Apple turned on streaming of purchased TV shows on the Apple TV for customers in the UK, Canada and Australia on Wednesday night. The change does not even require a user-initiated update, and it should be available on all current Apple TVs in those countries right now. It’s good for users, and it’s great for Apple, since it proves yet again that where the international market is concerned, Apple is ahead of the game on a global scale.
To use the new TV show streaming service, users need only an active Internet connection, an iTunes account and to make purchases of shows available for streaming, which you can do directly from your Apple TV. The selection isn’t great right now; only Aardman Studios, A&E, History Channel, PBS, PBS Kids, Vivendi Entertainment and Viz Media appear to have made their content available as of yet. But it’s a start, which is more than can be said for Apple’s biggest competitor, Amazon.
Apple is at least two steps ahead of Amazon in terms of making its content available internationally. Users still have to be in the U.S. to use Amazon’s VOD services, for instance, regardless of their device. Amazon Music has a bit more reach, with availability in a few European markets. Apple, on the other hand, not only offers both video and music stores to many worldwide markets but has also already managed to secure deals that allow for iCloud remote backup, automatic downloads of purchases in select countries and now TV content on the Apple TV.

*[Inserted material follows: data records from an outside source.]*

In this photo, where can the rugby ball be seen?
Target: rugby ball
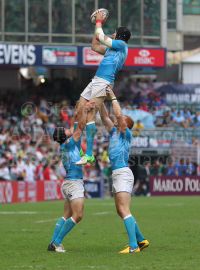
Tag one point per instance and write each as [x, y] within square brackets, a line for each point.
[105, 15]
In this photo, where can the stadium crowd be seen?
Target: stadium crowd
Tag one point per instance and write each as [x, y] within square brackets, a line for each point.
[28, 118]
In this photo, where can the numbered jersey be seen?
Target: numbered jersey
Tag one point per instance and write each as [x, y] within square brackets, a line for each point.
[119, 148]
[70, 155]
[113, 60]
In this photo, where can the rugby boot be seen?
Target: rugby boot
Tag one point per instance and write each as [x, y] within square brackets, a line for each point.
[143, 244]
[129, 249]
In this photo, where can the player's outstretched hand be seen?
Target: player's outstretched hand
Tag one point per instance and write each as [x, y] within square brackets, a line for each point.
[90, 105]
[99, 15]
[110, 92]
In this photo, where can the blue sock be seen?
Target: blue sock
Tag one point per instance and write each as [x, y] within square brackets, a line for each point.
[57, 228]
[129, 222]
[139, 235]
[78, 144]
[67, 226]
[90, 132]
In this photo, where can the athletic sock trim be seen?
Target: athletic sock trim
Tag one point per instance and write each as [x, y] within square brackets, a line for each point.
[90, 123]
[127, 216]
[73, 220]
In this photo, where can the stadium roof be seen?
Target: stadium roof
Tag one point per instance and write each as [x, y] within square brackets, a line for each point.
[193, 59]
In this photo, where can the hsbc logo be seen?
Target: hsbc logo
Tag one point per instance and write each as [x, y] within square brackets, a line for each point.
[144, 58]
[90, 57]
[144, 53]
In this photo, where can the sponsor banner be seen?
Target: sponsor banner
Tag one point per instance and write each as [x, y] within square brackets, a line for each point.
[146, 57]
[181, 92]
[59, 55]
[174, 185]
[21, 191]
[137, 57]
[90, 57]
[31, 191]
[147, 142]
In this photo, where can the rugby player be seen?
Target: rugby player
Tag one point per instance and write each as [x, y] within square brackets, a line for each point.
[72, 186]
[123, 179]
[115, 52]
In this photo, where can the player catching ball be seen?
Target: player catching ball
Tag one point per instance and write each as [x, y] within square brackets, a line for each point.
[122, 176]
[72, 186]
[115, 52]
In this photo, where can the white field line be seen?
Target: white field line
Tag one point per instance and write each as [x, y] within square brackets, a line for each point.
[175, 204]
[47, 220]
[102, 213]
[100, 267]
[18, 213]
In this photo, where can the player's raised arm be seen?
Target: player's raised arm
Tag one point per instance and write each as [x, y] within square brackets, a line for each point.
[100, 36]
[105, 118]
[82, 122]
[117, 111]
[96, 45]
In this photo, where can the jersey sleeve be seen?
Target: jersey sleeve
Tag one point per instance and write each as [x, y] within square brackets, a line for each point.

Reach and an outsize share of the digital market probably account for much of why Apple is able to successfully negotiate international rights deals more easily than Amazon, but it may also be the case that selling abroad just isn’t as much of a priority for Amazon at this point. Still, whatever the reason, this latest development for the Apple TV, along with the likelihood that Apple is working on bringing iTunes Match to international customers sometime in the new year, puts Apple’s ecosystem out front. That could be a key deciding factor for keeping it ahead in the tablet game, now that the Kindle Fire is out and selling well, though again, only in the U.S. for now.